The significance of shipping this as GA alongside the agent framework is deliberate. Microsoft is positioning Workspace as the developer-facing front end of a broader agent platform. The underlying infrastructure is WAF; Workspace is where developers interact with agents in the context of actual code.
The Bigger Picture
The thread connecting all three announcements is the same: Microsoft is shifting AI from a feature that responds to prompts to infrastructure that runs work.

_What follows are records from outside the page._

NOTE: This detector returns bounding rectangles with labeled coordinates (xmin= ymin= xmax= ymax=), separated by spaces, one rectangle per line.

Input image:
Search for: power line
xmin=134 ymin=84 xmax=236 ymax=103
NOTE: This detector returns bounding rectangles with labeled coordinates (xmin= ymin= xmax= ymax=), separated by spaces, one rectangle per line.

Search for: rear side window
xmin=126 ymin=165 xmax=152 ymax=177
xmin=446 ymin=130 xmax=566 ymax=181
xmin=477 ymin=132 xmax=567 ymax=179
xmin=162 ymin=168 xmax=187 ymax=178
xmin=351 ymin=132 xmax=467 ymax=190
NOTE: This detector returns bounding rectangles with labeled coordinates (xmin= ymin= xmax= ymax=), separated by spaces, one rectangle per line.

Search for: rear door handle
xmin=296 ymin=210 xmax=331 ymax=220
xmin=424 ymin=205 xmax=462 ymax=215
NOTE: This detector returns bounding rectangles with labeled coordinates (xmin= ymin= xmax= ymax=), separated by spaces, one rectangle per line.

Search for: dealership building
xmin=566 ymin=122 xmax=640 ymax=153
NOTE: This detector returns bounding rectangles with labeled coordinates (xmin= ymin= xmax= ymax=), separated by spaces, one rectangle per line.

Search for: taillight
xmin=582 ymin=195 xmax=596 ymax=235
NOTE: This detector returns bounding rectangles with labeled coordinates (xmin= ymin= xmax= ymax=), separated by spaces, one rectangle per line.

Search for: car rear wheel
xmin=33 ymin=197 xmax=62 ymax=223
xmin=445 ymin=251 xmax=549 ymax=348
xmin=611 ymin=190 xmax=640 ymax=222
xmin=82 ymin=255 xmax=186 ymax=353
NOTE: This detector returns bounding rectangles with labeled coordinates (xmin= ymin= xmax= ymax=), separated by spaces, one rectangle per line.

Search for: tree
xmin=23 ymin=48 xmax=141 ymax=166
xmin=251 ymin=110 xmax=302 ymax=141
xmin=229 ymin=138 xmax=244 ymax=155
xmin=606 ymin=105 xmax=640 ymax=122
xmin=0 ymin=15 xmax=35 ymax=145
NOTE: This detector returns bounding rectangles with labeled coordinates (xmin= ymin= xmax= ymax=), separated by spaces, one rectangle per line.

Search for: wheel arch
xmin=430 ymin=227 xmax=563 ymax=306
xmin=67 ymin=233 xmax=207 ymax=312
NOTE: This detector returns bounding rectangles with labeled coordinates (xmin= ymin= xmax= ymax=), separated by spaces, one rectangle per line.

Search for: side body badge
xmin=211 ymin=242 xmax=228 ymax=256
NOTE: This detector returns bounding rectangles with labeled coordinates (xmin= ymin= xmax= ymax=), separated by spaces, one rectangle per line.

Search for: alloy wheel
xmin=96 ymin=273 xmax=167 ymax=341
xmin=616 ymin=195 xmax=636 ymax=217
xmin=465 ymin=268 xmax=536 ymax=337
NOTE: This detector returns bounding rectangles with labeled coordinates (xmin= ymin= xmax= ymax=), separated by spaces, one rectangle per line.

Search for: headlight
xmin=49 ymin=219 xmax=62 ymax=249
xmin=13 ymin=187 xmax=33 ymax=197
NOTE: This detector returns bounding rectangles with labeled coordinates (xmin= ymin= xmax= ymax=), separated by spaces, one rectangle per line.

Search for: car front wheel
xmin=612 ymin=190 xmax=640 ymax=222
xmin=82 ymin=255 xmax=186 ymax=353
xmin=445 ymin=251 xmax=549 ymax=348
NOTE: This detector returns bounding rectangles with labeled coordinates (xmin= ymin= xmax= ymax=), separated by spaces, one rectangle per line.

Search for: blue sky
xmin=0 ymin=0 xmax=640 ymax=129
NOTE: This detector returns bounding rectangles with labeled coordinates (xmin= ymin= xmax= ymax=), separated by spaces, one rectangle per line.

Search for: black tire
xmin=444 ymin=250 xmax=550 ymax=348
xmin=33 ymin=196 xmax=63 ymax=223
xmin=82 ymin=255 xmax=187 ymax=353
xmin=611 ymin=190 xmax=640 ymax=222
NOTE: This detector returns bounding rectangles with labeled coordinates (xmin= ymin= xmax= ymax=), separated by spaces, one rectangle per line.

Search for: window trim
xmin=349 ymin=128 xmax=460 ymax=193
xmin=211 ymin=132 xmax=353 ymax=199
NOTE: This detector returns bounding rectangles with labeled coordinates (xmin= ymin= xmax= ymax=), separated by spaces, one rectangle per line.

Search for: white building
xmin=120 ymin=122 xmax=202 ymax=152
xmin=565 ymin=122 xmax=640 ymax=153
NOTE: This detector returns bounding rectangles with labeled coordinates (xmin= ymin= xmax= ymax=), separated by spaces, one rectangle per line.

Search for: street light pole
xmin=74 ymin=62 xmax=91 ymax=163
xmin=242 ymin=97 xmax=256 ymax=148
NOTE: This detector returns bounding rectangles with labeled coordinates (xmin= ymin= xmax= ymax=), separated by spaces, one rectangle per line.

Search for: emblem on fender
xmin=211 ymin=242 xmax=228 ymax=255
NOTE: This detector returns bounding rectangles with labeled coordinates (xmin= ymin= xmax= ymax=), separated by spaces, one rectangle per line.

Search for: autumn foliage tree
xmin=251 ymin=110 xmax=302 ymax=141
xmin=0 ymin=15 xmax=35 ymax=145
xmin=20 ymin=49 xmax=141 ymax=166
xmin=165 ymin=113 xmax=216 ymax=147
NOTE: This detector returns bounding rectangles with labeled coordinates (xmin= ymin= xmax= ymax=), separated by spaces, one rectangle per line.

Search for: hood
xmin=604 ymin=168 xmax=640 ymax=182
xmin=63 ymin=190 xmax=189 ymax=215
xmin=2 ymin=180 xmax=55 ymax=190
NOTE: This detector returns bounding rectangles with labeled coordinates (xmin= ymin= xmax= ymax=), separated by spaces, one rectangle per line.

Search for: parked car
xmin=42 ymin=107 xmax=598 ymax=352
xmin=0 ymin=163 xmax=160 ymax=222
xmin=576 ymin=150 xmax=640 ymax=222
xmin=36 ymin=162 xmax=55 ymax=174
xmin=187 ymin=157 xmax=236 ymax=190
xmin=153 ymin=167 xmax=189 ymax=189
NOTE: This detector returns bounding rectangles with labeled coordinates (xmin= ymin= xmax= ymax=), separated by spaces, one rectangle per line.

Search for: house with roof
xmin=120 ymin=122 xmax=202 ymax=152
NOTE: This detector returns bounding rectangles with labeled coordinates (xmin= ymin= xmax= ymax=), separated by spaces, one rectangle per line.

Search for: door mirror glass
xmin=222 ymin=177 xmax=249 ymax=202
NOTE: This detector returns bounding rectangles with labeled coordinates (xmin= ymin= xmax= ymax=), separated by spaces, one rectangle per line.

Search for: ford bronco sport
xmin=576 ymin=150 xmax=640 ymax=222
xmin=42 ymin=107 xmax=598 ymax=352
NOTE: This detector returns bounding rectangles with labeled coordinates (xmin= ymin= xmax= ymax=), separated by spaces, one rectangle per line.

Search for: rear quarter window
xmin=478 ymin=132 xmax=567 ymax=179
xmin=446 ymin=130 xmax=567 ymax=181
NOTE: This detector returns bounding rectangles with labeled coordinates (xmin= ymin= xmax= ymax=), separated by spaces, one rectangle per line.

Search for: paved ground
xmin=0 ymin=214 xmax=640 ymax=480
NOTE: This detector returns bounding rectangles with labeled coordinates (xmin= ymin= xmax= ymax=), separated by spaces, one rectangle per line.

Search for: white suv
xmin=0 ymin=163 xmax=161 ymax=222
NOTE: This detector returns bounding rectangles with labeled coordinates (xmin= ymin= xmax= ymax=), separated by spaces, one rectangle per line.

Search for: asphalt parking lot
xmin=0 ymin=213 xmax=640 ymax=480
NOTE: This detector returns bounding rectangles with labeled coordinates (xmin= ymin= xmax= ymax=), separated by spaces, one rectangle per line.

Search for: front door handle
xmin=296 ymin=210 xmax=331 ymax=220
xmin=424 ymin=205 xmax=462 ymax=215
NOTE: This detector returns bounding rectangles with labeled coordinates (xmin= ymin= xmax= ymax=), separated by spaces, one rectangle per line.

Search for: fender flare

That is the stated framing from Nadella’s keynote and it is reflected in the release timing. WAF reaching 1.0, Polaris replacing a third-party model as the Copilot default, Workspace going GA — these are not separate product launches so much as different layers of the same stack becoming production-ready at the same time.
For developers, the practical upshot is that a lot of infrastructure you might have been building yourself is now available as open-source or managed services with stable APIs. The MIT-licensed WAF in particular removes a significant amount of plumbing work for teams building multi-agent systems on Windows or Azure.
For teams using GitHub Copilot, August is the date to have on your radar. The model change is coming and the fallback window is finite. Test early.
The full agent framework documentation and the open-source repository are both live now if you want to get into the specifics before the summer migration lands.